While having a credit or debit card hacked can be irksome and a temporary setback, having your identity hacked can have severe and long-lasting repercussions.
If a thief or hacker takes over your identity, that means they can access your current financial resources and create new accounts as well. Within a very short period, ID theft can ruin your credit and create a mountain of new debt. You’ll be stuck with it if you can’t prove someone else was using your identity.
How To Protect Yourself From ID Theft
Unfortunately, there’s no way to get one-hundred percent guaranteed protection against identity theft. However, there are several things you can do to both proactively prevent ID theft, and to halt additional damage if it does happen.
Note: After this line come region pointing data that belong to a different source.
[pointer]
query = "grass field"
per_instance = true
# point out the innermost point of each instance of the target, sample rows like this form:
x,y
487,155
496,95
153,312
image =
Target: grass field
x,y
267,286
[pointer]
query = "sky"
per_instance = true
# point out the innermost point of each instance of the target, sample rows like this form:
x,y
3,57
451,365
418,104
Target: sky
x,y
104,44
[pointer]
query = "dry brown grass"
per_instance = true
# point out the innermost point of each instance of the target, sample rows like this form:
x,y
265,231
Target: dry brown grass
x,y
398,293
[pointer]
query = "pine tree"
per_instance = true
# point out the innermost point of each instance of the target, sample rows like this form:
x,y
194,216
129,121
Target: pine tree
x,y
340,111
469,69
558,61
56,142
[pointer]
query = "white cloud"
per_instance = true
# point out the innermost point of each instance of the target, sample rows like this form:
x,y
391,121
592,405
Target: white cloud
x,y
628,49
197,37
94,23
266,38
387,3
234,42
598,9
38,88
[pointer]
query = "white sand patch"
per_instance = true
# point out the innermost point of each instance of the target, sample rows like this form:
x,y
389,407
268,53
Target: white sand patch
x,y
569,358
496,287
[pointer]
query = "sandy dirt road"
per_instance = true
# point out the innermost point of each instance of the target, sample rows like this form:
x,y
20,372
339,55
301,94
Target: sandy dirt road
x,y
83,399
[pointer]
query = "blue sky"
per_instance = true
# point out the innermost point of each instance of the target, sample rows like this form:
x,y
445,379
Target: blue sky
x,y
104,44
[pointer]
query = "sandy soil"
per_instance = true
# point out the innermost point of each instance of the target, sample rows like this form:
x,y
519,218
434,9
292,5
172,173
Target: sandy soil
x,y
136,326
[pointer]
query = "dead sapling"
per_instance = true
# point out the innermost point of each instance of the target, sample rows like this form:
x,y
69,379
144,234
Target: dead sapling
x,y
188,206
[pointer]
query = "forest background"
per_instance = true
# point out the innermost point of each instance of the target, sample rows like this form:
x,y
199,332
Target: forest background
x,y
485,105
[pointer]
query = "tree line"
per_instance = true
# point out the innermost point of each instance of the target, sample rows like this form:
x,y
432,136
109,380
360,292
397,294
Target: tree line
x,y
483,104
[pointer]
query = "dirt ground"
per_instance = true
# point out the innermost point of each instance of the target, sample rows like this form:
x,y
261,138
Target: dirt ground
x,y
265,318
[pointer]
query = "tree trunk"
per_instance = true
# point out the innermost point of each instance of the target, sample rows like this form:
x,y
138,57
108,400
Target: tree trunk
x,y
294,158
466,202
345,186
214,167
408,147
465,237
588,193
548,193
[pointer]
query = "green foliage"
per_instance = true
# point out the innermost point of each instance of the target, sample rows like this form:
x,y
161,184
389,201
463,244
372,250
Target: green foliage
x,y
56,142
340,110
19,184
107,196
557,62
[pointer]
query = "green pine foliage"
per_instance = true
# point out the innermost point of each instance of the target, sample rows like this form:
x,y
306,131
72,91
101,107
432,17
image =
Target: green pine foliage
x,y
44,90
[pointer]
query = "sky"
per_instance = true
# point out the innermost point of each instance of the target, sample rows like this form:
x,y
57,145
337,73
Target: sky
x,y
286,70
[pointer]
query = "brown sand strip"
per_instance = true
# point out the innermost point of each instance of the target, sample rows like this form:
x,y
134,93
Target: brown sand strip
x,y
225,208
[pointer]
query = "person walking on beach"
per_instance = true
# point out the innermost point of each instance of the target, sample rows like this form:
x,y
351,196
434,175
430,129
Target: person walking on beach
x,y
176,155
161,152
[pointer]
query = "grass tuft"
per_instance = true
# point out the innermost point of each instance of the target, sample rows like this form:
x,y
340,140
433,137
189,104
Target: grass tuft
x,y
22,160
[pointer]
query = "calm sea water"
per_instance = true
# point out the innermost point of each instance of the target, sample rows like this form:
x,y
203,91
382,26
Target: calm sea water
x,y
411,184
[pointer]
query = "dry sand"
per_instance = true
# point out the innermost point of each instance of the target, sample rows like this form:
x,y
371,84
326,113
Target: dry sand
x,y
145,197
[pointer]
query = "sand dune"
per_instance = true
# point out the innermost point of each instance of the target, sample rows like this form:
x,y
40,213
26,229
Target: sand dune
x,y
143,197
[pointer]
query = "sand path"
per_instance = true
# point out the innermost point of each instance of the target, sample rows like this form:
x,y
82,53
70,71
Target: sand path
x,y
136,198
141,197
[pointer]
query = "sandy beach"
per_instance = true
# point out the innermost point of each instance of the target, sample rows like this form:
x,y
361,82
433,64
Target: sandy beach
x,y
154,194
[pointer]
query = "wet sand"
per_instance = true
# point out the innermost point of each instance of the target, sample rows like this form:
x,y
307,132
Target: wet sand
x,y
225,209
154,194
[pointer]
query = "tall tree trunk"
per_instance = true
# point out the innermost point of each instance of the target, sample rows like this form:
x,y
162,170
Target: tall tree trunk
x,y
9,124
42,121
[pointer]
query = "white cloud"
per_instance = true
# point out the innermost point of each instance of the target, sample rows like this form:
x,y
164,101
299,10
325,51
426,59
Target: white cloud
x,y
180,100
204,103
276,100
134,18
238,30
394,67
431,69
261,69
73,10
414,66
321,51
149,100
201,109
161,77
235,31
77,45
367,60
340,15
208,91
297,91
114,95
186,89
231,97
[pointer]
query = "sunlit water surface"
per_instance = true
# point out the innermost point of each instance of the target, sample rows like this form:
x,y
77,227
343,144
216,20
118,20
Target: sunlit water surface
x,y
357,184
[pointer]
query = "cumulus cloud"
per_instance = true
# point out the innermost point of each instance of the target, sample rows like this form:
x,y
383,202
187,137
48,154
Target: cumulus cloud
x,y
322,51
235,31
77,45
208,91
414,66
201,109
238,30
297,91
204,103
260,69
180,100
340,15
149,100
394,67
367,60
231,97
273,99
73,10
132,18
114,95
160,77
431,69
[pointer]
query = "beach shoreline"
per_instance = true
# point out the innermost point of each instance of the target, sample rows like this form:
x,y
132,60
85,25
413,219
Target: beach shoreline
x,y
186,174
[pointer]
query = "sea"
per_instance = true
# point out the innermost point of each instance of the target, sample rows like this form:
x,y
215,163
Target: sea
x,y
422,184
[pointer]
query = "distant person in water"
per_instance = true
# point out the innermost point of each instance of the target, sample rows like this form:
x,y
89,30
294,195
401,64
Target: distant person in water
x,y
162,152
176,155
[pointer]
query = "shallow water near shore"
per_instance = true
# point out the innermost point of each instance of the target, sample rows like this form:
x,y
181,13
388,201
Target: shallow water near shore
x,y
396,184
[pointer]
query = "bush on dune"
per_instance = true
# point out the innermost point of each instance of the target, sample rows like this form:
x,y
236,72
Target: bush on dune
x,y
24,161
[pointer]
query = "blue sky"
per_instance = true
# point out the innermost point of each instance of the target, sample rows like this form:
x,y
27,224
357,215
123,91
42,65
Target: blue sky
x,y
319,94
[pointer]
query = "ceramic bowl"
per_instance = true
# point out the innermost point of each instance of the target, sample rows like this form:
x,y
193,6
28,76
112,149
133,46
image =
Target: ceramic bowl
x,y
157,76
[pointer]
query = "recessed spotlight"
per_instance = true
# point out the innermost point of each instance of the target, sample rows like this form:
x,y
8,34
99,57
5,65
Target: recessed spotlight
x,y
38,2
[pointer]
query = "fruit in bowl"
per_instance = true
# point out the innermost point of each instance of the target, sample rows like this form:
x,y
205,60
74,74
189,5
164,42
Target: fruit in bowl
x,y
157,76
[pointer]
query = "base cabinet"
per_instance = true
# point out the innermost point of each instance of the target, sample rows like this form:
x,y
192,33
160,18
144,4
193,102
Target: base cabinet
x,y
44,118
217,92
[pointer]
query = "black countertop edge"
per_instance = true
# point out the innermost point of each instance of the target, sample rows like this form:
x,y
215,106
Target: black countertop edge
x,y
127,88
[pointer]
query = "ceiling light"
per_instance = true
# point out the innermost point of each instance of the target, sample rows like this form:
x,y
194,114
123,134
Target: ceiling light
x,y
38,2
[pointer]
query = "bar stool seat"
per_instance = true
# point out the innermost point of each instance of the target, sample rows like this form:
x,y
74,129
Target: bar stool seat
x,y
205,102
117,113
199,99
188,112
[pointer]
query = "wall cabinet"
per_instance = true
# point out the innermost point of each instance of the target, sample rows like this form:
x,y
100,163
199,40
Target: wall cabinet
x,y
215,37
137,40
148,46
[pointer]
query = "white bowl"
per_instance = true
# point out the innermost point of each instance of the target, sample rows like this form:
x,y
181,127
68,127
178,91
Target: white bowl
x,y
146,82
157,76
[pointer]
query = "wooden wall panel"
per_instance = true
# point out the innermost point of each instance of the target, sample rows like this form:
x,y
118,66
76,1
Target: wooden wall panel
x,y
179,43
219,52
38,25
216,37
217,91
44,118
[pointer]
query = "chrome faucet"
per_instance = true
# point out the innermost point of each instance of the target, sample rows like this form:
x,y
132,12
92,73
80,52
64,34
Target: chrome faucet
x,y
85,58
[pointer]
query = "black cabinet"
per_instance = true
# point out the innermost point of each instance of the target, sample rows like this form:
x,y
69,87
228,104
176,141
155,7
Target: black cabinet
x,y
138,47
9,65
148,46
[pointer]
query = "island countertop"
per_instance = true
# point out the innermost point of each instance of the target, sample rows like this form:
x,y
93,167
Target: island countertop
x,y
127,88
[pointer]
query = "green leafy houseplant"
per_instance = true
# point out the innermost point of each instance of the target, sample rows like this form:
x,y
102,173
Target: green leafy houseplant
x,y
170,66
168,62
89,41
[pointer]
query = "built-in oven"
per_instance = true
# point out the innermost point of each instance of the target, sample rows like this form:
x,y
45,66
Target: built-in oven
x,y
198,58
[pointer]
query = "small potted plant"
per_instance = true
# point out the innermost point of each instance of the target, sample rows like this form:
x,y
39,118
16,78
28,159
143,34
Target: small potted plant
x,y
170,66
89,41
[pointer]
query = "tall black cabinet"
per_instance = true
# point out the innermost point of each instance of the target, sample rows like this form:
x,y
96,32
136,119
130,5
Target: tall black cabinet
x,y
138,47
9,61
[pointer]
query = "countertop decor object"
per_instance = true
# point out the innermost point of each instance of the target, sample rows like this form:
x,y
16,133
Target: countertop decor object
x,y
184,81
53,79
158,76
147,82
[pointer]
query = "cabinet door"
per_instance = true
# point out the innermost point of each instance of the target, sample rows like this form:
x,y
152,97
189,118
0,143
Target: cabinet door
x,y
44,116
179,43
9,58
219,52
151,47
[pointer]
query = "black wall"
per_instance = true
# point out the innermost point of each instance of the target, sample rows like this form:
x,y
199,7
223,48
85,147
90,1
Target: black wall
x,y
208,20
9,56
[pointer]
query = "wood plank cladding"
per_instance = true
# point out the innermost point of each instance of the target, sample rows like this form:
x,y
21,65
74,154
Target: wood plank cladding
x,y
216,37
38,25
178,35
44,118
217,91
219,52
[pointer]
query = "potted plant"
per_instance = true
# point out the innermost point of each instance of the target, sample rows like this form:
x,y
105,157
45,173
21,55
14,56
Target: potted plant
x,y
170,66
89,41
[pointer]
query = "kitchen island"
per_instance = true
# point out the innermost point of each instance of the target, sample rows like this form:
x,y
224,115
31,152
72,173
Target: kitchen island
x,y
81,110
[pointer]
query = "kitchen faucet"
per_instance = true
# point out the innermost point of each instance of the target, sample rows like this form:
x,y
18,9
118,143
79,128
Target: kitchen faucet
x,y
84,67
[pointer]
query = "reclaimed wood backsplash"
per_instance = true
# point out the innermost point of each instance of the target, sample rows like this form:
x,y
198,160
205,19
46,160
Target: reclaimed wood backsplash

Most online consumer security experts agree that the following measures will greatly decrease your chances of ID theft:
- Regularly review financial accounts for errors or suspicious activity
- Enroll in a credit monitoring service
- Always use strong passwords or use a password manager
- Limit the number of websites that you give personal and/or financial information to
If your personal information is stolen, you should immediately take the following actions:
- Place a fraud alert on your credit reports
- Alert the authorities and your financial account providers
- Consider freezing your credit
The longer a thief or hacker has access to your personal information without your knowledge, the more damage to your credit and finances they can do. It’s essential to act quickly and decisively in the event of ID theft.
Recovering From ID Theft
If the worst does happen and your personal information is stolen, you’ll need to go through the process of recovering your identity. Depending on the severity of your identity theft, the recovery process may take a few weeks, a few months, or possibly longer.
Because ID theft has become so widespread and affected so many people, the government and the consumer financial industry have created sophisticated resources to help people recover.
If you are a victim of identity theft, one of the best places to start is with the ID theft recovery checklist provided by the Federal Trade Commission.
Finally, if you’re worried about your investment and/or retirement accounts, contact your fund manager or financial planner as soon as possible to alert them of the theft. This ensures your funds stay secure while you recover your identity.